No one dared to approach this monster, who was known as the Gargoyle, until Saint Romain, armed only with his sanctity, set out to subdue it, accompanied by a condemned criminal—the prototype of those who were released on Holy Thursday—when the Gargoyle at once submitted and, with the episcopal stole round its neck, was led by the prisoner to the water’s edge. The sequel does not reflect much credit upon the bishop—at least, it seems rather of the nature of meanness to conjure the beast into good nature and then to push it, all unawares, into the river to drown. At the head of the Portail de la Calende, the north porch of the Cathedral, stands the figure of Saint Romain, and under his feet, with the stole round its neck, is the Gargoyle, craning its head round to look into the face of the bishop with the expression of a very hideous but very faithful dog—a most disarming expression if it be meant to represent that worn by the Gargoyle before it was sent to its death! In memory of this occurrence, the standard of the dragon was borne in the processions at the privilège—banners similar to those of the dragons at Bayeux and Salisbury. The legend, however, appears to be of later date than the festival, which is mentioned certainly as early as the twelfth century, and continued to delight the Rouennais as late as 1790.

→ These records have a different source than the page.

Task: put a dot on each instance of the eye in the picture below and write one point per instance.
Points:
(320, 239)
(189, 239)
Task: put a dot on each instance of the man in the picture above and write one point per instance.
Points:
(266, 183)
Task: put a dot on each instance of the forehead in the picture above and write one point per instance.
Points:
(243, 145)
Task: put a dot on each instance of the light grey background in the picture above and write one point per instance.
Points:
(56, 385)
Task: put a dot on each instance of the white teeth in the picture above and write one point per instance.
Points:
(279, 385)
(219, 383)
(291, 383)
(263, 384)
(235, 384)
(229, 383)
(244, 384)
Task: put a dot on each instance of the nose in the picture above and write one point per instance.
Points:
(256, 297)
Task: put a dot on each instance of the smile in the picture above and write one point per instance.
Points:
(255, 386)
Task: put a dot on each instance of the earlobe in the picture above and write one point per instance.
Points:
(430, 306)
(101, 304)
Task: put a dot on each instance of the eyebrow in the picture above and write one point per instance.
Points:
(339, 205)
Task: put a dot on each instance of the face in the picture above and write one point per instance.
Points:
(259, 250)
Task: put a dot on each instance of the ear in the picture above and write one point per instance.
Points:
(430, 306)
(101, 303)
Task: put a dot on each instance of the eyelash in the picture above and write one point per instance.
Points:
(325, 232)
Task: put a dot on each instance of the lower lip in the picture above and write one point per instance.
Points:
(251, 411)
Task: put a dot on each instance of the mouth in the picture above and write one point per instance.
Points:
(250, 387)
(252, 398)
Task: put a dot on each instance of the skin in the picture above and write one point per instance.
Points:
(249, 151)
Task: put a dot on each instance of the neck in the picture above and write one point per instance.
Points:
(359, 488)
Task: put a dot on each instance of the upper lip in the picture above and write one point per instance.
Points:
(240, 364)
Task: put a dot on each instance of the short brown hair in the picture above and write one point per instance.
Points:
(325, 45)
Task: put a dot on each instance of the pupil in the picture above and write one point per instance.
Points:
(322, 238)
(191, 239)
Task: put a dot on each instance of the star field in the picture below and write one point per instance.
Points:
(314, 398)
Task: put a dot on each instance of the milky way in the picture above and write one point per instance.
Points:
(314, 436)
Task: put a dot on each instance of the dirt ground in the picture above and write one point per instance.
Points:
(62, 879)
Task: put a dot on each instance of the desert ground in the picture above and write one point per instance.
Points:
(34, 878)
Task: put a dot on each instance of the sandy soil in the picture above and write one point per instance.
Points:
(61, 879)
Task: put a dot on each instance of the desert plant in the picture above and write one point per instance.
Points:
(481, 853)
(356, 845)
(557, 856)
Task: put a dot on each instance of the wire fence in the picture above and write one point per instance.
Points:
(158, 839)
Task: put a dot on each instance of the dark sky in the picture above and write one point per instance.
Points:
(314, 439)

The Abbey Church of St. Ouen is placed at the head of the collegiate churches of France so far as its beauty and perfection of architecture is concerned. In its proportion of nave, transepts and choir it is considered to outshine Cologne, its great rival and contemporary. The vast area of clerestory and glazed triforium recalls the interior arrangement of Amiens. The triforium passage is worked between the lower mullions of the windows, which are duplicated; but, as is pointed out by Mr. Bond, care was taken that the inner and the outer tracery of the windows should be different in pattern. Freeman says: “St. Ouen goes further to unite the two forms of excellence”—external outline and internal height—“than any other church, French or English,” and states that “St. Ouen is the loftiest church in the world that has a real central tower.”

This central lantern is, according to Ferguson, a very noble feature and appropriate to its position; unhappily it does not enjoy the admiration of all writers: Ruskin condemns the false buttresses of the tower, which he describes as merely a hollow crown, and declares that it needs no more buttressing than does a basket.

The third church of Rouen is that of St. Maclou. Its most noticeable feature is the west end, which terminates in a very beautiful porch of pentagonal form, and might be taken as another example of the rich Flamboyant ornament seen in the western façade of the Cathedral. The church itself is a complete specimen of its period, and dates from the latter half of the fifteenth century.

On the north side of the church, in the Rue Martainville, is the Aître de St. Maclou, an old parish cemetery of the fifteenth century. There is a small quadrangle, an old disused stone well with an iron crucifix in the centre, and round all runs a cloister with two low stories, timbered in black and white, with the famous “Danse Macabre” carved on the lower beams. It is now used as a school for the poor children of Rouen, and on working days is full of life—the life of a growing generation going on side by side with the relics of a dead and half-forgotten past, for the quaint seriousness of an old fifteenth-century builder has traced upon the lintel a constant reminder of death and the grave—skulls, bones, spades, and here and there a grim skeleton Death bearing away a human figure in his arms. Many of the most beautiful figures are headless, not from the ravages of a symbolic Death, but from those of a very real and equally unsparing hand—the hand of the Revolution.